Suppose $P$ is an invertible, right-stochastic matrix. First, note the row sums of $P$ are equal to $1$, and as such so are the row sums of $P^{-1}$. (See this question.) Second, note that $P^{-1}$ is likewise right-stochastic if and only if $P$ is a permutation matrix (in which case $P = P^{-1}$). (See this other question). An implication of these two results is that each row in $P^{-1}$ contains at least one nonpositive element.
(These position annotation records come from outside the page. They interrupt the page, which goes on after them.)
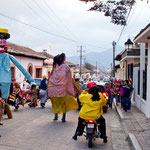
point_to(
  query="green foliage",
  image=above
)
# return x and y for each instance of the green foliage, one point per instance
(116, 9)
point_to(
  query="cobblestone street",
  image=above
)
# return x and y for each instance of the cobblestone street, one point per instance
(34, 129)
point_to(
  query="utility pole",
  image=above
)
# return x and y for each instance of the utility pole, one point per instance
(81, 56)
(114, 45)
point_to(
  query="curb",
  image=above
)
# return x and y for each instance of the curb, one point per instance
(133, 141)
(119, 112)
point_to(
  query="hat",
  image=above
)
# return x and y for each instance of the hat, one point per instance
(3, 45)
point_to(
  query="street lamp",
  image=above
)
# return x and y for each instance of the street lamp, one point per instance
(128, 45)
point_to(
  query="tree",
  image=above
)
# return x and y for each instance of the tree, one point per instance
(118, 10)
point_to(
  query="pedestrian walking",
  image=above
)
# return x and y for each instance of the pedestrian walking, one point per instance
(126, 99)
(43, 93)
(61, 88)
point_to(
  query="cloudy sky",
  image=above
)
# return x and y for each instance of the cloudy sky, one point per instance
(64, 25)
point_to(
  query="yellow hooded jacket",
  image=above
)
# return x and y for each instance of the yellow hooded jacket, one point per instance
(91, 109)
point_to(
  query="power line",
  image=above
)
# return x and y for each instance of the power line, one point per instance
(48, 32)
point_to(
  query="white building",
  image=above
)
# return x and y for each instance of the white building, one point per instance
(142, 73)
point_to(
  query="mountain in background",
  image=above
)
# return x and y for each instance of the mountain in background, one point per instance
(103, 59)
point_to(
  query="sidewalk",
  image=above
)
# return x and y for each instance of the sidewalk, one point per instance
(135, 125)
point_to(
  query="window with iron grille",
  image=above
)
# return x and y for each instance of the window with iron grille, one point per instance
(145, 83)
(138, 82)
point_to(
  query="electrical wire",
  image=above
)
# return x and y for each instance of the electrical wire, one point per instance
(48, 32)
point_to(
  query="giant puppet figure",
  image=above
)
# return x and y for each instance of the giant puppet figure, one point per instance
(5, 68)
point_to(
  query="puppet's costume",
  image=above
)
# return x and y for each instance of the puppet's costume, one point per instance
(5, 69)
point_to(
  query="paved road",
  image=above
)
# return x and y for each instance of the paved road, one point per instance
(34, 129)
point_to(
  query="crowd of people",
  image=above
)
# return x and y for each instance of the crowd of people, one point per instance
(120, 91)
(62, 90)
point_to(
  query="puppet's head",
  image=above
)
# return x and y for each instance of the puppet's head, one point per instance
(4, 35)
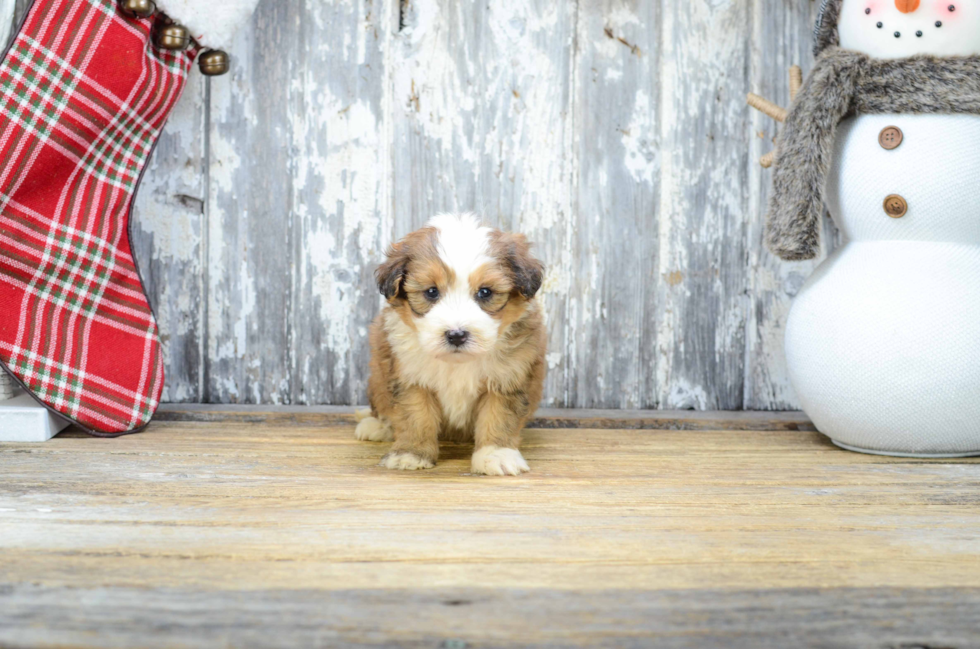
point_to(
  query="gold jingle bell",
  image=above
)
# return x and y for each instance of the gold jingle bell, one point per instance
(173, 37)
(138, 8)
(214, 63)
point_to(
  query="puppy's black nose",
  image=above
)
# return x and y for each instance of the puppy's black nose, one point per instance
(457, 337)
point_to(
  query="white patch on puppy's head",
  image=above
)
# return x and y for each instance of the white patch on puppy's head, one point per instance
(894, 29)
(459, 285)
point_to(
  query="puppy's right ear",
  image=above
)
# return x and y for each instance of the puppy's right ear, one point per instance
(391, 274)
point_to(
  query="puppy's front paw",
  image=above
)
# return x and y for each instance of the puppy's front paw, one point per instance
(493, 460)
(372, 429)
(404, 461)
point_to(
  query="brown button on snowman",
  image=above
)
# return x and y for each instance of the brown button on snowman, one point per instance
(883, 341)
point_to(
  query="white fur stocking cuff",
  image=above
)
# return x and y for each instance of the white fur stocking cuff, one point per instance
(212, 24)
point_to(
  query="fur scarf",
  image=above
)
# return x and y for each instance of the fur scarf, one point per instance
(845, 83)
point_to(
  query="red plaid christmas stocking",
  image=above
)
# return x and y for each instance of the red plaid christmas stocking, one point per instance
(83, 96)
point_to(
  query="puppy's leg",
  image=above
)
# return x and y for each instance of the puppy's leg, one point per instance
(374, 429)
(498, 434)
(416, 420)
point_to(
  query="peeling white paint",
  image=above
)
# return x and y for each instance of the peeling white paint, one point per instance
(579, 123)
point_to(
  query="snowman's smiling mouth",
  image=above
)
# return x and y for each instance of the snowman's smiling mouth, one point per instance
(909, 6)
That is to say that each row of $P^{-1}$ is necessarily an affine combination of the standard basis vectors, just not one that is a strict convex combination.

Let $\mathrm{conv}(M)$ denote the convex hull of the rows of matrix $M$. Geometrically, $\mathrm{conv}(P)$ is enclosed by the standard simplex (whose vertices are the standard basis vectors), and its inverse $P^{-1}$ is an enclosure of the standard simplex.

For example, if $$ P = \left[ \begin{array}{3} \color{blue}{0.60} & \color{blue}{0.30} & \color{blue}{0.10} \\ \color{orange}{0.15} & \color{orange}{0.70} & \color{orange}{0.15} \\ \color{green}{0.25} & \color{green}{0.00} & \color{green}{0.75} \end{array} \right], $$ then the geometry is as in the illustration below.

A notable special case is $P^{-1}$ with all off-diagonal elements nonpositive (and thus diagonal elements greater than or equal to $1$). In such a case, $P^{-1}$ is an $M$-matrix. Note that every invertible $M$-matrix with row sums equal to $1$ has a right-stochastic inverse.